Winter sowing is simple and requires no special equipment. You can winter sow any seeds. The difference is when and how you sow them.

Woody species: Trees and bushes may need extra time to germinate so can be started in a mixture of coarse sand and cocoa fiber. Cocoa fiber is not necessary strictly speaking but it retains moisture for long periods of time so can help with moist stratification. Moist stratification refers to the amount of time seeds need in cold moist soil otherwise known as winter. Some trees and bushes need two (2) years cold moist stratification.

Start woody species like hawthorns, some viburnums, prickly ash and the like in slightly moistened coarse sand/cocoa fiber in a plastic zip lock bag in the refrigerator. Keep the bag with seed in the refrigerator for two (2) months and then two months on the counter (shade counter) for two (2) months. (I started mine in October in the fridge and can sow the seed in a container outside in February.)

Perennials can be sowed any time from the winter solstice in December to January. Not all perennial seed requires cold moist stratification but most native species (like milkweed) do.

Annuals can also be sown outside but later in the year. I start my annuals outside in February or March. Any annuals can be sowed this way – vegetables or flowers.

Find a plastic container, such as milk jugs, vinegar jugs, soda bottles or deep foil pans with clear lids.

Native perennials or grasses do not need a top as long as you protect them from furry creatures but the “greenhouse” aspect of this method means there has to be a top on the container.

Poke drainage holes in the bottom of the container.

You will need to poke drainage holes in the bottom of the container as well as the top of the container. The bottom of the container needs to drain the water so the seeds don’t swim and the top requires holes so that water can seep into the container.

Fill the container with potting soil and sprinkle seeds on the seed starting soil mix.

I fill the bottom half of the container about ¼ of the way up the container with an organic seed starting mix with some cocoa fiber and worm casings. All you need is the seed starting mix but it dries out easily and there are no fertilizer in it. This mix should be good for the seed from the time you put it out to the time you open the container in the spring. Sprinkle the seed in the soil mix and then cover lightly with a soil mix and coarse sand. The coarse sand stops the seed from moving around when you do have to water it. Soil depth for covering the seed can depend on the seed but a light coat of soil seed and coarse sand should work for most seed.

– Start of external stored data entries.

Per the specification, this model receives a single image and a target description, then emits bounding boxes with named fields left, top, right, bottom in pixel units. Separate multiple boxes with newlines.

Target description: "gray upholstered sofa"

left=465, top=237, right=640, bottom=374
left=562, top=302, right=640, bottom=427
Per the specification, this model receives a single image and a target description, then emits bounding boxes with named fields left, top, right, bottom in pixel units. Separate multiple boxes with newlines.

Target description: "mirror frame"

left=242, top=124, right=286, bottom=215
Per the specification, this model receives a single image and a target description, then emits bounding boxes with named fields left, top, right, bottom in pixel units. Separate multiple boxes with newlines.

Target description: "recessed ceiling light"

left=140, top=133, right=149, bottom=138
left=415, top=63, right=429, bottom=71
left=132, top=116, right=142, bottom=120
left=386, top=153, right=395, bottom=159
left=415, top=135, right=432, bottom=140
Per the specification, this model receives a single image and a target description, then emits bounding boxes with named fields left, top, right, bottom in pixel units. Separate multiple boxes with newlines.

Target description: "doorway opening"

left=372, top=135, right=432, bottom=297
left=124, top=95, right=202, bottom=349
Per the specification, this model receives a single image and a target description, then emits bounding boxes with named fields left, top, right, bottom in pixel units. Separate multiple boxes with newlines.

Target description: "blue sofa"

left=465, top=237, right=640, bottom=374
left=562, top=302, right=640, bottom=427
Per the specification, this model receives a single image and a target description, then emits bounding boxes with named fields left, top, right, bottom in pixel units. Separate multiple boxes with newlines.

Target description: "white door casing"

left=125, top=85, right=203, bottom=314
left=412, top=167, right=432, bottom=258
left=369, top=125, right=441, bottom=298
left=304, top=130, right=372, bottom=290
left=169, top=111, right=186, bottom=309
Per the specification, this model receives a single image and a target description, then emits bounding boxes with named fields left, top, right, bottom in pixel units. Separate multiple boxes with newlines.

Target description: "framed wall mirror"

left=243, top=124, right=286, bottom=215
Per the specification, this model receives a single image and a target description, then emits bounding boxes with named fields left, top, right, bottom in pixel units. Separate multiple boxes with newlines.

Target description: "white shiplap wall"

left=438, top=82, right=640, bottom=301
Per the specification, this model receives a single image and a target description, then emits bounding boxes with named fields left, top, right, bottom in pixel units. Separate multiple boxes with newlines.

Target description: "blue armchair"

Put the lid/top back on and secure with duct tape.

Many websites show the duct tape method but I jam the top of the container into the bottom leaving the opening of the jug open so there are plenty of openings and vents for air to circulate and water to seep in while keeping the “greenhouse” aspect when the sun starts to warm the seed.

Label the bottom of the container with the seed type and position the containers somewhere outside where they can get snowed on and are protected from the wind.

You can monitor the seed by looking into the jugs and open the jug during the spring on warm sunny days. After frost danger has passed you can divide the plants and pot them or plant them.